AppArmor parser error for /etc/apparmor.d/usr.sbin.cupsd

Forgot to mention that I'm using Kubuntu 12.04.

I think I found the culprit: I was modifying an AppArmor profile for Thunderbird. When I executed aa-logprof, I got the following message:

Enforce-mode changes:

Profile: /usr/sbin/cupsd
Capability: block_suspend
Severity: unexpected capability rank input: CAP_BLOCK_SUSPEND

If you select "Allow", you will run into the problem mentioned above.

I've no idea why creating/modifying a Thunderbird profile affects the cupsd profile and why that capability is added.

What is the output of the following command:
$ cat /proc/version_signature

pitti, can you have a look into this, probably rather an AppArmor than CUPS problem.

@jdstrand:
Ubuntu 3.5.0-14.18~precise1-generic 3.5.3

I've added https://launchpad.net/~ubuntu-x-swat/+archive/q-lts-backport to my repositories. Perhaps related to that one?

I have the same cups profile, and I don't get that error message. Jamie, any idea what this could mean? Thanks!

It happened again. I finetuned the Thunderbird profile with aa-logprof, and again it wanted to modify the cupsd profile by adding that capability.

It also happened when I tweaked my Google Chrome profile with aa-logprof. I chose "Finish".

Anyway, /var/log/syslog says:

[ 5303.439870] type=1400 audit(1348065251.369:4090): apparmor="DENIED" operation="capable" parent=1 profile="/usr/sbin/cupsd" pid=1235 comm="cupsd" pid=1235 comm="cupsd" capability=36 capname="block_suspend"

BLOCK_SUSPEND is a capability in newer kernels. 'deny capability block_suspend,' is found in the 12.10 CUPS profile, which is fine since the 12.10 kernel has it and the apparmor userspace for 12.10 was compiled against the 12.10 kernel headers. However, on 12.04 the apparmor userspace was compiled with older headers and so it doesn't understand this rule.

tlu, what version of cups are you using? Can you give the output of:
$ apt-cache policy cups

@Jamie: I understand, that explains it. Thanks a lot!

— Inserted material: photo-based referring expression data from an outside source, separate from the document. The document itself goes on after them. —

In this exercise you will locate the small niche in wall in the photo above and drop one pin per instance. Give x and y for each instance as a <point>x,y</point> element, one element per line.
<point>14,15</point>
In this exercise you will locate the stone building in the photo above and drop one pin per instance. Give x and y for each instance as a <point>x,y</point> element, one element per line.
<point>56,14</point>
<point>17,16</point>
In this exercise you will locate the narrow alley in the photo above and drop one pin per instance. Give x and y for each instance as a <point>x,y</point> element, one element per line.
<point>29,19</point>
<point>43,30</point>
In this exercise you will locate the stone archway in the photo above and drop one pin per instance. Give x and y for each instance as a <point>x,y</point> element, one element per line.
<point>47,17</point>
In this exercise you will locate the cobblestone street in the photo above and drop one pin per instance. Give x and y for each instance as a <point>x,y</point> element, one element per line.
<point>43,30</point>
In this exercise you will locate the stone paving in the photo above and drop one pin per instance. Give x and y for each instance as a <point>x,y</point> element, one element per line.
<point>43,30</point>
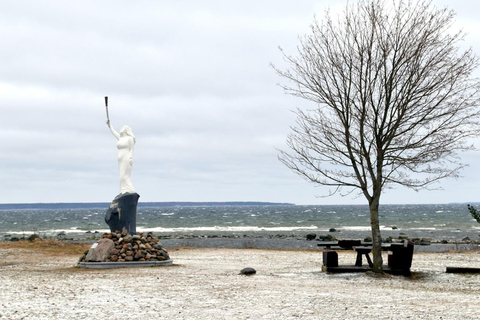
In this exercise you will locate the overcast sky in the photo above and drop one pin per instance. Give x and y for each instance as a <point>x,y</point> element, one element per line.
<point>192,79</point>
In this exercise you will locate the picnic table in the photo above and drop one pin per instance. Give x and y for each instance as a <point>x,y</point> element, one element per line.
<point>399,259</point>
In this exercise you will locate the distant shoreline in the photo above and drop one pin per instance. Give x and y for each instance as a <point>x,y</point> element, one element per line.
<point>91,205</point>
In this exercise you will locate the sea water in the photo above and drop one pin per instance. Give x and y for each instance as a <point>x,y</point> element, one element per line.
<point>436,221</point>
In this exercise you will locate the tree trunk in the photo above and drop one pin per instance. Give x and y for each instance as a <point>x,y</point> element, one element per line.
<point>376,236</point>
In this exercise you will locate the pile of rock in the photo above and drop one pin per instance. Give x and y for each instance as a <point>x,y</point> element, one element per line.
<point>123,247</point>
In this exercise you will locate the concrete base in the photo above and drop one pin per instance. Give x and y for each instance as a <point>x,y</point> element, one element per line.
<point>133,264</point>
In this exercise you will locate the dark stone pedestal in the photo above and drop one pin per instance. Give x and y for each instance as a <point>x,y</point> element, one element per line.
<point>122,213</point>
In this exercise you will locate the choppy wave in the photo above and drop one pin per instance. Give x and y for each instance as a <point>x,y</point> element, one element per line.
<point>452,220</point>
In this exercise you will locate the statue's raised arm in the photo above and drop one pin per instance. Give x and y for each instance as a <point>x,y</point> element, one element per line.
<point>125,145</point>
<point>115,133</point>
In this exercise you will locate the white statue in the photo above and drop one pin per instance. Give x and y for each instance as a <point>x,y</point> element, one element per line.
<point>125,144</point>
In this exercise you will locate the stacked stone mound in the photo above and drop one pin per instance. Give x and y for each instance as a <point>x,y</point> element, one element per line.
<point>123,247</point>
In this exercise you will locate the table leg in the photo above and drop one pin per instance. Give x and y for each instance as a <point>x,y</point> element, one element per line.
<point>370,263</point>
<point>358,263</point>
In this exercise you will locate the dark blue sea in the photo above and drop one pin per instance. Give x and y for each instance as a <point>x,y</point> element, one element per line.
<point>439,221</point>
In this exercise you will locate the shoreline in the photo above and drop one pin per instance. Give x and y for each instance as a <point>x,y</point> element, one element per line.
<point>278,242</point>
<point>205,283</point>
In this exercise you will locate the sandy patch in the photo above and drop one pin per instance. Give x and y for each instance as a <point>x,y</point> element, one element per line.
<point>205,283</point>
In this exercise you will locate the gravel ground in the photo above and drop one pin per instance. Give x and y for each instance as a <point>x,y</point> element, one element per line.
<point>205,283</point>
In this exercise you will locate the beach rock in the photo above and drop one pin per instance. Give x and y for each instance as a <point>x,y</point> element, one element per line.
<point>138,248</point>
<point>33,237</point>
<point>311,236</point>
<point>100,251</point>
<point>248,271</point>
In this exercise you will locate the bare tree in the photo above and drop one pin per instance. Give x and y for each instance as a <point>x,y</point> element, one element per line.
<point>395,101</point>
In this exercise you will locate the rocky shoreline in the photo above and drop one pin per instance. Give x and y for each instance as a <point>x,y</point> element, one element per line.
<point>123,247</point>
<point>256,241</point>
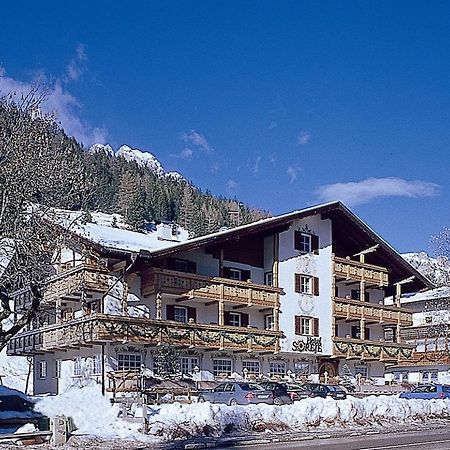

I'm using cips 1.5.3-0ubuntu4

tlu, can you please attach the output of:
$ apparmor_parser -p /etc/apparmor.d/usr.sbin.cupsd

Sure - see the attachment.

Thanks for the added information. Your /etc/apparmor.d/local/usr.sbin.cupsd has a lot of extra entries in it. By default it will be empty but it is there for people to use for site-local configuration updates. I see that you currently have:
  # capability block_suspend,

Which clearly you commented out to avoid the bug. Perhaps you tried a newer cups and made these additions so it would work? Regardless, unless you have a specific reason to do so, I suggest clearing out all the extra entries in /etc/apparmor.d/local/usr.sbin.cupsd for now.

Marking "Invalid" since this bug was due to local changes.

Jamie, now I'm confused. As a matter of fact, /etc/apparmor.d/local/usr.sbin.cupsd here is completely empty.

And, yes, I commented out

# capability block_suspend,

in /etc/apparmor.d/usr.sbin.cupsd in order to avoid this bug. I noticed that it was shown in the attachment under ##included <local/usr.sbin.cupsd> - but again, /etc/apparmor.d/local/usr.sbin.cupsd is empty on my system.

That is odd and probably may be a bug in apparmor_parser. However, clearly you have policy from the Ubuntu 12.10 package because 12.04 LTS does not have 'block_suspend'. Can you attach a tarball of /etc/apparmor.d? Eg:

$ sudo tar -zcvf /tmp/1052098.tar.gz /etc/apparmor.d/

You have a usr.sbin.cupsd~ file. Can you remove this then do 'sudo apparmor_parser -r /etc/apparmor.d/usr.sbin.cupsd' then reboot? I think it might be overriding the other.

Jamie, I'm sorry but I've just done a release upgrade to Quantal. I guess your suggestion won't give us new insights now, will it?